Mutating the underlying objects will then affect any and all copies, since each list
object only contains references pointing to the contained elements.
from pprint import pprint
>>> pprint(game_grid)
[[0, 0, 0, 0, 0, 0, 0, 0],
[0, 0, 0, 0, 0, 0, 0, 0],
[0, 0, 0, 0, 0, 0, 0, 0],
[0, 0, 0, 0, 0, 0, 0, 0],
[0, 0, 0, 0, 0, 0, 0, 0],
[0, 0, 0, 0, 0, 0, 0, 0],
[0, 0, 0, 0, 0, 0, 0, 0],
[0, 0, 0, 0, 0, 0, 0, 'X']]
# We'd like a new board, so we make a shallow copy.

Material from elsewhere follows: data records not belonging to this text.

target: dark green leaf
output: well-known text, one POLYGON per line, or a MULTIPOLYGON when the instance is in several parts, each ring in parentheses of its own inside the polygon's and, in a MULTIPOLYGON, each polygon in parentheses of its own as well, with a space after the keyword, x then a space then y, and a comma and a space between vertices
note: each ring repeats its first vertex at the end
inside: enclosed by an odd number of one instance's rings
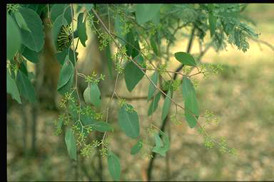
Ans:
POLYGON ((113 63, 111 58, 111 47, 109 46, 109 43, 108 43, 108 46, 106 48, 106 53, 107 61, 108 61, 108 68, 109 75, 111 77, 111 79, 113 80, 113 68, 114 66, 113 66, 113 63))
POLYGON ((139 118, 132 105, 123 105, 119 110, 118 123, 126 136, 136 139, 140 135, 139 118))
POLYGON ((71 62, 68 59, 68 57, 66 57, 65 63, 64 63, 62 68, 61 69, 59 79, 57 83, 57 90, 59 90, 64 85, 65 85, 74 73, 74 68, 71 62))
POLYGON ((108 155, 108 171, 114 181, 120 181, 121 166, 119 159, 111 151, 108 155))
POLYGON ((128 56, 131 56, 132 58, 134 58, 139 54, 140 46, 138 38, 135 39, 135 33, 133 29, 131 29, 126 36, 126 54, 128 56))
MULTIPOLYGON (((137 63, 143 63, 143 58, 138 55, 134 58, 137 63)), ((142 66, 141 66, 142 67, 142 66)), ((146 72, 146 71, 145 71, 146 72)), ((143 78, 144 73, 132 61, 128 63, 125 68, 125 81, 126 85, 129 92, 131 92, 135 86, 143 78)))
POLYGON ((161 4, 136 4, 136 16, 137 23, 143 24, 154 18, 160 10, 161 4))
POLYGON ((151 45, 152 47, 152 50, 153 50, 154 53, 157 55, 158 55, 158 48, 156 40, 153 38, 153 36, 151 37, 151 45))
POLYGON ((39 62, 39 53, 29 49, 28 47, 24 46, 24 52, 22 54, 24 57, 34 63, 37 63, 39 62))
POLYGON ((36 96, 34 86, 31 85, 28 76, 20 70, 17 73, 16 83, 21 95, 23 95, 31 102, 36 102, 36 96))
POLYGON ((21 29, 22 43, 29 49, 39 52, 44 44, 44 26, 39 16, 32 9, 20 8, 19 11, 31 32, 21 29))
POLYGON ((195 92, 190 92, 188 94, 185 100, 185 109, 186 109, 185 111, 186 119, 191 128, 193 128, 197 124, 197 119, 199 117, 199 108, 195 92))
MULTIPOLYGON (((153 75, 152 75, 151 76, 151 80, 156 85, 157 85, 158 77, 158 73, 157 71, 155 71, 153 75)), ((150 82, 150 85, 148 86, 148 100, 151 100, 151 97, 153 96, 153 94, 156 90, 156 87, 151 82, 150 82)))
POLYGON ((208 16, 209 28, 210 30, 210 37, 212 38, 215 34, 215 30, 216 29, 217 17, 212 13, 209 14, 208 16))
POLYGON ((163 136, 163 141, 161 139, 158 134, 155 136, 156 146, 153 149, 153 151, 158 153, 162 156, 166 156, 166 153, 169 150, 170 143, 168 136, 162 131, 160 131, 160 134, 163 136))
POLYGON ((55 45, 55 47, 56 49, 58 48, 58 46, 57 46, 57 45, 58 45, 57 44, 57 38, 60 33, 61 27, 63 25, 64 26, 68 25, 68 21, 66 20, 66 18, 64 18, 63 15, 61 14, 54 21, 54 22, 53 23, 52 29, 51 29, 52 38, 54 40, 54 45, 55 45))
POLYGON ((160 100, 160 96, 161 96, 161 92, 158 92, 155 97, 153 97, 153 100, 152 100, 151 105, 148 108, 148 116, 151 115, 152 113, 153 113, 157 107, 158 107, 158 102, 159 102, 160 100))
POLYGON ((97 84, 91 83, 83 92, 83 99, 86 104, 96 107, 101 105, 101 92, 97 84))
POLYGON ((27 31, 31 32, 31 30, 29 30, 28 25, 26 24, 25 20, 24 19, 22 15, 20 14, 19 11, 16 11, 14 13, 15 19, 16 20, 18 26, 27 31))
MULTIPOLYGON (((171 90, 168 90, 167 95, 169 97, 172 98, 172 91, 171 90)), ((168 115, 171 105, 171 100, 169 98, 168 98, 168 97, 166 97, 165 101, 163 102, 163 110, 162 110, 162 116, 161 116, 162 121, 163 121, 163 119, 165 119, 166 116, 168 115)))
POLYGON ((184 52, 178 52, 174 54, 176 60, 180 61, 182 64, 186 65, 196 66, 196 63, 193 57, 187 53, 184 52))
POLYGON ((57 91, 63 95, 64 95, 66 92, 70 92, 71 91, 71 87, 73 84, 73 78, 74 78, 74 70, 71 77, 69 78, 68 81, 61 87, 60 87, 59 89, 57 89, 57 91))
POLYGON ((66 148, 68 149, 69 156, 74 160, 77 160, 76 153, 76 141, 74 138, 71 129, 68 129, 66 132, 65 141, 66 148))
POLYGON ((191 80, 185 76, 183 77, 182 91, 183 97, 185 100, 190 92, 193 92, 195 94, 194 86, 192 84, 191 80))
POLYGON ((21 104, 19 90, 16 83, 14 79, 11 78, 11 75, 9 71, 6 70, 6 92, 11 95, 14 100, 16 100, 17 102, 21 104))
POLYGON ((136 154, 138 152, 140 151, 142 147, 143 147, 142 141, 141 140, 138 141, 137 143, 135 145, 133 145, 133 146, 131 148, 131 155, 136 154))
POLYGON ((80 41, 86 47, 86 41, 88 39, 88 36, 86 36, 86 21, 83 22, 83 13, 80 13, 78 16, 77 30, 80 41))
POLYGON ((20 31, 13 18, 6 14, 6 57, 12 60, 20 48, 21 38, 20 31))
POLYGON ((93 129, 100 132, 113 131, 113 127, 105 122, 96 122, 90 124, 93 129))
POLYGON ((61 16, 65 18, 68 24, 71 23, 71 11, 68 4, 54 4, 51 10, 51 20, 54 22, 58 16, 61 16), (66 11, 64 13, 64 11, 66 11), (63 16, 64 15, 64 16, 63 16))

>>> new_game_grid = game_grid.copy()
# But a shallow copy doesn't copy the contained references or objects.
>>> new_game_grid[0][0] = 'X'
# So changing the items in the copy also changes the originals items.
>>> pprint(game_grid)
[['X', 0, 0, 0, 0, 0, 0, 0],
[0, 0, 0, 0, 0, 0, 0, 0],
[0, 0, 0, 0, 0, 0, 0, 0],
[0, 0, 0, 0, 0, 0, 0, 0],
[0, 0, 0, 0, 0, 0, 0, 0],
[0, 0, 0, 0, 0, 0, 0, 0],
[0, 0, 0, 0, 0, 0, 0, 0],
[0, 0, 0, 0, 0, 0, 0, 'X']]
Lists are often used as stacks and queues -- although their underlying implementation makes prepending and inserting slow.
The collections module offers a deque variant optimized for fast appends and pops from either end that is implemented as a doubly linked list.
Nested lists are also used to model small matrices -- although the Numpy and Pandas libraries are much more robust for efficient matrix and tabular data manipulation.
The collections module also provides a UserList
type that can be customized to fit specialized list needs.